Neither of us had ever been in a hockshop so we had no idea what to expect.
The store was immaculate.
A Christmas tree and a platter of cookies on a side table invited us to browse brightly lit counters and shelves full of inexpensive goodies.
George got in line as I wandered around the store looking at treasures people had either sold or forgotten to retrieve.
The proprietor looked at the silver through a loop complimenting the engravings.
A few minutes passed before the man looked at George telling him he could give him $15.00 for the binoculars and .20 cents per gram for the silver bars. A total touching $35.00.
The very moment George heard the offered price it seemed as if both had taken a sabbatical.
Similar to the characters starring in lame television situational dramas I asked the man to repeat what he said even though he had been very clear.
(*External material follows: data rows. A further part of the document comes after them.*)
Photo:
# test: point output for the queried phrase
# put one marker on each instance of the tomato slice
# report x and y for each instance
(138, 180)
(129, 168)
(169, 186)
He explained that he needed to have a margin to sell the items if the client never came back into the shop.
George reverently wrapped the silver ingots placing them back in the little bag he had laid on the counter.
On the way to the car George reached into his pocket to drop some coins into a Salvation Army bucket. He got a “God bless you” from the lady swinging the bell.
I called a couple of dealers to find out that the best deal was based on silver content. Neither of the places I called cared what the pieces were as they were only interested in purity and weight. Best price was .61 cents a gram.
“Here, look at this.” He said handing me an envelope.
On the outside of the envelope someone had written, “my daughter wrote the note inside.”
I opened it up way too slowly for George. Inside was a note bordered by drawings of a Christmas tree and a snowman. Little birds were circling an angel perched on the top of the tree. The snowman had an immense hat with a red bow prominently displayed left of center.
Daddy told us about you when he came home tonight. He said he heard your wife had died and you have no job. We are so sorry that has happened to you. We know you must be sad but we want you to be happy at Christmas - not sad. Daddy said you felt like a very nice man and he is usually right about such things. We will say prayers for you.
Jennifer, Amy, Jimmy
This was totally the kids’ idea. They decided to share what they had saved with you. We added to their gift. Merry Christmas.